As described above, the present invention provides a long life and high luminous efficiency by providing a luminous tube in which a luminous body which generates and emits heat by microwaves is enclosed inside a microwave cavity forming member. An object of the present invention is to provide a microwave incandescent lamp device capable of realizing an incandescent light source having a high color temperature.

[Brief description of the drawings]

FIG. 1 is a partial cross-sectional view of a microwave incandescent lamp device according to an embodiment of the present invention.

FIG. 2 is a sectional view of an arc tube according to an embodiment of the present invention.
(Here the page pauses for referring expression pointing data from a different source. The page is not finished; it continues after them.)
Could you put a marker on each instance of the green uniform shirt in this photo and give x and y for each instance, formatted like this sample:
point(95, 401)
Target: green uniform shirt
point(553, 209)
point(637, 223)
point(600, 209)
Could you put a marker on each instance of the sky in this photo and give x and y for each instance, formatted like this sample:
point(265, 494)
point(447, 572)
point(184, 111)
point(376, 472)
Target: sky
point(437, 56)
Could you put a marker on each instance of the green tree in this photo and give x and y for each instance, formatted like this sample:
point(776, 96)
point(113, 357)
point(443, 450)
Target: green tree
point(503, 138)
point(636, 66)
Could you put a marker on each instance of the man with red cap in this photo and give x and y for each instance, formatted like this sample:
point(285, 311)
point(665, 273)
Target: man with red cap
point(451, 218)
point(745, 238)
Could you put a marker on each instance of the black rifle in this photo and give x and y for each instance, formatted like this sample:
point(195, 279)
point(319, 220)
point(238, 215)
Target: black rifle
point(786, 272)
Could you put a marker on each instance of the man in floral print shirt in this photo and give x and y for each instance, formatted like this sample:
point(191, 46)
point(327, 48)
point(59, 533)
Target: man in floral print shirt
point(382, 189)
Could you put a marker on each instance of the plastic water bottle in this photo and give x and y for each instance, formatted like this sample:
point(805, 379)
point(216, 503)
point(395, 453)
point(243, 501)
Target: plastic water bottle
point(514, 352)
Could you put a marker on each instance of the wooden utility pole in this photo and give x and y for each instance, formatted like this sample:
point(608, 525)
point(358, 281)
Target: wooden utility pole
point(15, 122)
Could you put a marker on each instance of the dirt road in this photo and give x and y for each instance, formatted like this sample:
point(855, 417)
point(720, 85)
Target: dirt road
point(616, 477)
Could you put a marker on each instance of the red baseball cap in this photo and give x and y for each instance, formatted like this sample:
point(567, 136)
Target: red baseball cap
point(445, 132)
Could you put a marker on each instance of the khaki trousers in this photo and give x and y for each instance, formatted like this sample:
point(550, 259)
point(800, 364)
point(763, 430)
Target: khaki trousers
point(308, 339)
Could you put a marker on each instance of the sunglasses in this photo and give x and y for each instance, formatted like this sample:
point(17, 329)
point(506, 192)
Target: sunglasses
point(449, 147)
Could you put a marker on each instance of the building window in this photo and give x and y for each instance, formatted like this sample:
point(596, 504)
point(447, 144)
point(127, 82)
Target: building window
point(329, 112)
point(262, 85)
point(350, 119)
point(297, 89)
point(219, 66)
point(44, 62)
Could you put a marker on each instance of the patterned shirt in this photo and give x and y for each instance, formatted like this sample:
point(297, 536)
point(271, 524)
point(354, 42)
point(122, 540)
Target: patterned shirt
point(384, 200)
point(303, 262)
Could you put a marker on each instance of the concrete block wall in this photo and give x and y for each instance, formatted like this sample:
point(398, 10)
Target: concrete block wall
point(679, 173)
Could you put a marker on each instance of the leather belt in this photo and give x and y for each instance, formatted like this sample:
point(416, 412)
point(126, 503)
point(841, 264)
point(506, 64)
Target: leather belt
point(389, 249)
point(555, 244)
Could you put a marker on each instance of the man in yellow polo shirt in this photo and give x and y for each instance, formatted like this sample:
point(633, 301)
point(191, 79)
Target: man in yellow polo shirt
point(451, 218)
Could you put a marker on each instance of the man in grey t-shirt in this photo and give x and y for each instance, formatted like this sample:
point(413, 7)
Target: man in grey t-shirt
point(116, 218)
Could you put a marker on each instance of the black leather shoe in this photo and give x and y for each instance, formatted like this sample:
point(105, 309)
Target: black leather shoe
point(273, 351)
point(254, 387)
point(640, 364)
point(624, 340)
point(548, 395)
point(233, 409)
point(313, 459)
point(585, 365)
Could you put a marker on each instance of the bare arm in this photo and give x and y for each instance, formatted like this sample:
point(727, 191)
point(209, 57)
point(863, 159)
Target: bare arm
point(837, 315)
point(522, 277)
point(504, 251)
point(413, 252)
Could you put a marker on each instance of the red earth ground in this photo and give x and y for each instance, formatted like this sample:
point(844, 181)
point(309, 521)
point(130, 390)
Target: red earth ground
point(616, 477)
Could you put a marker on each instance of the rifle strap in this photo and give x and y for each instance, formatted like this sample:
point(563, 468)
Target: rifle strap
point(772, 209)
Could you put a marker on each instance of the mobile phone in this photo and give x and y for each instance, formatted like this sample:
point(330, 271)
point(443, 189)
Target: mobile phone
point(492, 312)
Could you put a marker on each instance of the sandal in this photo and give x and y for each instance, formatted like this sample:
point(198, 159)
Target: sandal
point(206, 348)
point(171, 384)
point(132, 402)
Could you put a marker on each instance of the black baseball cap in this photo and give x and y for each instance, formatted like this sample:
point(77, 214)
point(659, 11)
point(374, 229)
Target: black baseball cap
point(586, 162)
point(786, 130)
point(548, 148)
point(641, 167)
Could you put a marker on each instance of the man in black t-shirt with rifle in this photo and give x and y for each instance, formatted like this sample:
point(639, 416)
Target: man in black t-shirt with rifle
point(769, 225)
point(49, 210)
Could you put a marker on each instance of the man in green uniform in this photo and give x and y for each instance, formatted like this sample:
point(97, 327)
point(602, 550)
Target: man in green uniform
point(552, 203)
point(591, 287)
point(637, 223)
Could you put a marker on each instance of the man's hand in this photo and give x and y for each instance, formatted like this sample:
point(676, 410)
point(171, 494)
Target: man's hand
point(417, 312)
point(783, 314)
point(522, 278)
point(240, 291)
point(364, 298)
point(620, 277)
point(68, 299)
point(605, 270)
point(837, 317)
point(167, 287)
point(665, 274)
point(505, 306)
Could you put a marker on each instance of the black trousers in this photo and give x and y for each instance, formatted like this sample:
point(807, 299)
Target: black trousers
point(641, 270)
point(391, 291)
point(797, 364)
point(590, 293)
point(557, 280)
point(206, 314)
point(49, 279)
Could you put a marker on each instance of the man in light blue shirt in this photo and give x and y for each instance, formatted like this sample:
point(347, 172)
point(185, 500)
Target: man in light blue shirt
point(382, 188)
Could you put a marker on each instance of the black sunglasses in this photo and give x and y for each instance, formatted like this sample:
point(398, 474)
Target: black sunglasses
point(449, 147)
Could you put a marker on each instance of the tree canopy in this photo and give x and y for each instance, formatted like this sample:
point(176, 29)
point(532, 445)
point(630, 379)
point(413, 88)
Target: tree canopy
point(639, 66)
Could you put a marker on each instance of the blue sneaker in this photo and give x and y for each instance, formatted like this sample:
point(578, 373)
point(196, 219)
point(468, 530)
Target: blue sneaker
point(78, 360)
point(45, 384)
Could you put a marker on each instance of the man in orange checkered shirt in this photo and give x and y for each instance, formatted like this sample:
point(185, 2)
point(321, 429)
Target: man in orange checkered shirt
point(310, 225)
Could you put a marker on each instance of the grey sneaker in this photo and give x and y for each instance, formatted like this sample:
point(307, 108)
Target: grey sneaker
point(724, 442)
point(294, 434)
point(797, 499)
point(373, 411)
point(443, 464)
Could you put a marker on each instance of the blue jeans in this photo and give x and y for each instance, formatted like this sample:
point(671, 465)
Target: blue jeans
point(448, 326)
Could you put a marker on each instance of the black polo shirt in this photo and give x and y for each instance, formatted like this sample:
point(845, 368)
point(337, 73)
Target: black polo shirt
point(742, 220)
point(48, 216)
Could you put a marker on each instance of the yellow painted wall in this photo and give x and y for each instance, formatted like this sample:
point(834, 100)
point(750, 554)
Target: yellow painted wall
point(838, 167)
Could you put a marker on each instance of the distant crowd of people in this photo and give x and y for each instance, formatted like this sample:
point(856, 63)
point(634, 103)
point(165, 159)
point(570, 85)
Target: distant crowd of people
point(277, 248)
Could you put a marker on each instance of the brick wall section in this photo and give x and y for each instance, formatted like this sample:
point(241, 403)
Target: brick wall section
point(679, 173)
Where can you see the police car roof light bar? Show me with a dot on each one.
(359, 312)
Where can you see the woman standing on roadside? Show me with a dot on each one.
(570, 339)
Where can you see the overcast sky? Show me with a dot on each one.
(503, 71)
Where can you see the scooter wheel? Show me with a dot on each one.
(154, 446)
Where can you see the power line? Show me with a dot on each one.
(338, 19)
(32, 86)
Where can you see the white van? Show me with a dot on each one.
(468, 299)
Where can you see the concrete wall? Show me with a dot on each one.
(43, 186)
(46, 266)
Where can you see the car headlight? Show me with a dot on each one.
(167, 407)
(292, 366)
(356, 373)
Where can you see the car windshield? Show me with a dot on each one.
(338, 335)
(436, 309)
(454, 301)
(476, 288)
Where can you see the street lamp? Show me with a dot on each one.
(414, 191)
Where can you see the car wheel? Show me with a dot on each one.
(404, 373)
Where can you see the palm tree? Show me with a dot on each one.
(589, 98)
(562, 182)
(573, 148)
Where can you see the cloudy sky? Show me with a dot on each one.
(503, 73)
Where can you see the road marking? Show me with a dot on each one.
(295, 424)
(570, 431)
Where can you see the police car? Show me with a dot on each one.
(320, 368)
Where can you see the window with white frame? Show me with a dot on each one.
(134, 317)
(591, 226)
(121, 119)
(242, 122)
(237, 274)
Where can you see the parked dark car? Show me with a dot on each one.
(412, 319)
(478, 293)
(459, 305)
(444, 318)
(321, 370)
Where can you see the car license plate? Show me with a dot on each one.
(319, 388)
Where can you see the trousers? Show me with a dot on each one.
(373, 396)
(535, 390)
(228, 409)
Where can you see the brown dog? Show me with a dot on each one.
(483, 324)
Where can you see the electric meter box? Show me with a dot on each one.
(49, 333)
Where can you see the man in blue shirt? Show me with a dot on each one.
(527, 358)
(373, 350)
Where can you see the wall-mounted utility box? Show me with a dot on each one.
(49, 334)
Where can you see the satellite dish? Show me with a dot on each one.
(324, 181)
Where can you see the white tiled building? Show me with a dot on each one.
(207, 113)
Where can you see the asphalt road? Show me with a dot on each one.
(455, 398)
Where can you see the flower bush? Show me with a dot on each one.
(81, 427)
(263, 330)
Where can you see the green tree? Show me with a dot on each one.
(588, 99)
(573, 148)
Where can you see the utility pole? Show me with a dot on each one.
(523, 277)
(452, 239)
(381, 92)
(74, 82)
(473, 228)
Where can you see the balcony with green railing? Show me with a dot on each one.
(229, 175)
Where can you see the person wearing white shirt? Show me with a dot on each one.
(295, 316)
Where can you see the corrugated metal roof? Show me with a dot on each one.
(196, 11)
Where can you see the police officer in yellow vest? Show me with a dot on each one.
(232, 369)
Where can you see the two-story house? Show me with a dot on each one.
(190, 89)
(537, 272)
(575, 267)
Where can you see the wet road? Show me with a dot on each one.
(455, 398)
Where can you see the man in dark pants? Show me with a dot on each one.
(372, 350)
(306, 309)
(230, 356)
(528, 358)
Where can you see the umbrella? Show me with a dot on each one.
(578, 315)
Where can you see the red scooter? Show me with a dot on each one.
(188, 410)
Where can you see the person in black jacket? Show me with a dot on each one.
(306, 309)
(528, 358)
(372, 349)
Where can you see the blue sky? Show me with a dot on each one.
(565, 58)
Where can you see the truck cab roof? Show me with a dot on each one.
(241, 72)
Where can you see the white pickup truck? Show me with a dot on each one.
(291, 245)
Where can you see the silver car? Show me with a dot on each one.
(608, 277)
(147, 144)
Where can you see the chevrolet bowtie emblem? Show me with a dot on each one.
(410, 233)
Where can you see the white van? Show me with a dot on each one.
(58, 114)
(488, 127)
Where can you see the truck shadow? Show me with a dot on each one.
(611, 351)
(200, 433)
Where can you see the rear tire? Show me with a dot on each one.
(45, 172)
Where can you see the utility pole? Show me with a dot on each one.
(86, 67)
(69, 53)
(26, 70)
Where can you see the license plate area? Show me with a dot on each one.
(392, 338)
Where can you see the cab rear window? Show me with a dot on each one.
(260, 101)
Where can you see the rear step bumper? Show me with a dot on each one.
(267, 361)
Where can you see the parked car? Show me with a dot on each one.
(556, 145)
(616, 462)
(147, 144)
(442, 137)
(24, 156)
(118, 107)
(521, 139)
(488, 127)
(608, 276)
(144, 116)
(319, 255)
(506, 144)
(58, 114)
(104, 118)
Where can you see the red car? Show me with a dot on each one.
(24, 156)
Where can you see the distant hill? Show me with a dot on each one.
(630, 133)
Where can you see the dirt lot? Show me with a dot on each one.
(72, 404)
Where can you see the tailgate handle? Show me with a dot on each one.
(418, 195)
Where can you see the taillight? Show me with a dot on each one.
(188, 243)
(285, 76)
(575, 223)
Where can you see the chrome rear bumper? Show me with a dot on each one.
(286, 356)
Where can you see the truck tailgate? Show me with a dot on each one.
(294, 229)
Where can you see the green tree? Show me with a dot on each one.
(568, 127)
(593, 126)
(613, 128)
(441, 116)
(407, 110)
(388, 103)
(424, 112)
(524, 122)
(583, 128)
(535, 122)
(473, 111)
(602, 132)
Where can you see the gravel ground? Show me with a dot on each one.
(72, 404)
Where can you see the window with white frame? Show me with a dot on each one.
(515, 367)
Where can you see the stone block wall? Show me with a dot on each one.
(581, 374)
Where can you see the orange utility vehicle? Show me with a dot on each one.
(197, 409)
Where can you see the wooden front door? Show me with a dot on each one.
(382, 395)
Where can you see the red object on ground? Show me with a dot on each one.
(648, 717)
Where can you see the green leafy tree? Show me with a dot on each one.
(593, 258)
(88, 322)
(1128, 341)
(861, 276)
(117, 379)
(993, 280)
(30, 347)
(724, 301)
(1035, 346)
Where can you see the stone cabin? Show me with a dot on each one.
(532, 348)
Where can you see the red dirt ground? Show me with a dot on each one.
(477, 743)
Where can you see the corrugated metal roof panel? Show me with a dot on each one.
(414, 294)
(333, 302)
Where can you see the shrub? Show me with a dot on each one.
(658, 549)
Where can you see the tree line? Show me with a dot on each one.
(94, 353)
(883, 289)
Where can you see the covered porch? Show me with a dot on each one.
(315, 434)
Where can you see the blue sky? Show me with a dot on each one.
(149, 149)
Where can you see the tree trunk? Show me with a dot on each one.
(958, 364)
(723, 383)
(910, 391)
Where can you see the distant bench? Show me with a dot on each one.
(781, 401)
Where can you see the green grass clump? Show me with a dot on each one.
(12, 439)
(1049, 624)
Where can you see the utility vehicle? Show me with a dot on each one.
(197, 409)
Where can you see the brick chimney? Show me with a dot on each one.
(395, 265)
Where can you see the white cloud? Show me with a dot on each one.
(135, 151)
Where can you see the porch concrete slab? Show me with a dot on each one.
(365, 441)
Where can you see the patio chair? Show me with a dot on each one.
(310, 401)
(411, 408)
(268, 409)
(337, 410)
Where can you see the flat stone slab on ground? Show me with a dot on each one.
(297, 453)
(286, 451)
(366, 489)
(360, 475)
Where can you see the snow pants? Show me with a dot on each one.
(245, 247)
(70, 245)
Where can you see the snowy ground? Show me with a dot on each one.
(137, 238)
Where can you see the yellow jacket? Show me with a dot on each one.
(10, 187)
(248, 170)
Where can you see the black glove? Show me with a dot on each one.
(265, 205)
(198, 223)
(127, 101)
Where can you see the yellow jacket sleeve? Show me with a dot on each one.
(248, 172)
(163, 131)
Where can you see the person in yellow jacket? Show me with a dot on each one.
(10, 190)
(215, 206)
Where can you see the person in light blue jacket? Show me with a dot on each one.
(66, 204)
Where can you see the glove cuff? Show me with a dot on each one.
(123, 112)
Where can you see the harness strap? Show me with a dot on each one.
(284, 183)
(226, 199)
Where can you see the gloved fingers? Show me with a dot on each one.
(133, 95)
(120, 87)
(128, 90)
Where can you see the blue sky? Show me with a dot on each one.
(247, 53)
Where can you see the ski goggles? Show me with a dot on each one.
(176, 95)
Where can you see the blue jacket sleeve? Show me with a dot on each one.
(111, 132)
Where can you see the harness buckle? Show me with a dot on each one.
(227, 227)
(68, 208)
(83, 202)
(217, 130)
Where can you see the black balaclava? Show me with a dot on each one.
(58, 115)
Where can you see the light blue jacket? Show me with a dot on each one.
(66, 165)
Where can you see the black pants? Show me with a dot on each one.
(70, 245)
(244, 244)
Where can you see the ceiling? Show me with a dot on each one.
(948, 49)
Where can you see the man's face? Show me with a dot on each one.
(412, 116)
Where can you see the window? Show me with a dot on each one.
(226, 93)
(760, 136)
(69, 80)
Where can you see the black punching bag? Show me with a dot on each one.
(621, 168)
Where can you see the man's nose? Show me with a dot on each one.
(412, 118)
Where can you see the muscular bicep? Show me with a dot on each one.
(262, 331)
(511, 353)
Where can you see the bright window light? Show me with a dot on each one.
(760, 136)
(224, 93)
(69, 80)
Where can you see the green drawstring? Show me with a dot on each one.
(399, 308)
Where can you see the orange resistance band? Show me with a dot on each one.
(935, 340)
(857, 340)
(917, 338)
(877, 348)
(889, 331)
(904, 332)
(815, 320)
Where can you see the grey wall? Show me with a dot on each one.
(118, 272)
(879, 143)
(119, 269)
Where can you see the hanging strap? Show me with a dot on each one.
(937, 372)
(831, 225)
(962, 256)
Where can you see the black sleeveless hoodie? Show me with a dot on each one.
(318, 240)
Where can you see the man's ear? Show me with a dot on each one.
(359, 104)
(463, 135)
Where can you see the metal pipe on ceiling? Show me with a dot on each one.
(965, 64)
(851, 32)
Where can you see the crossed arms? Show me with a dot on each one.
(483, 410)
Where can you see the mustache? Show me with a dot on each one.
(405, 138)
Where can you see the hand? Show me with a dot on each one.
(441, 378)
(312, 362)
FIG. 3 is a sectional view of a conventional filament lamp.

[Explanation of symbols]

 Reference Signs List 5 magnetron 6 waveguide 7 cavity constituent member 8 support rod 9 arc tube 10 power supply port 11 bulb 12 support rod 13 luminous body

Continued on the front page (72) Inventor Katsushi Seki 1-1, Sachimachi, Takatsuki-shi, Osaka Matsushita Electronics Co., Ltd. F-term (reference) 3K073 AA00 AA16 AA87 CJ00 CJ14

Claims (5)

[Claims] 1. A microwave oscillator, a transmission line for transmitting microwaves generated by the microwave oscillator, a microwave cavity forming member connected to the transmission line, and a microwave cavity forming member provided inside the microwave cavity forming member. An incandescent lamp in which a luminous body which generates and emits heat by the microwave is sealed. 2. The microwave incandescent lamp device according to claim 1, wherein said luminous body is made of a conductive material. 3. The microwave incandescent lamp device according to claim 1, wherein said luminous body is made of a dielectric ceramic. 4. The microwave incandescent lamp device according to claim 1, wherein the luminous body has a layer made of a conductive material or a dielectric layer formed on a surface of an insulator. 5. The microwave incandescent lamp device according to claim 1, wherein the luminous body is provided with a conductive material or a dielectric inside an insulator.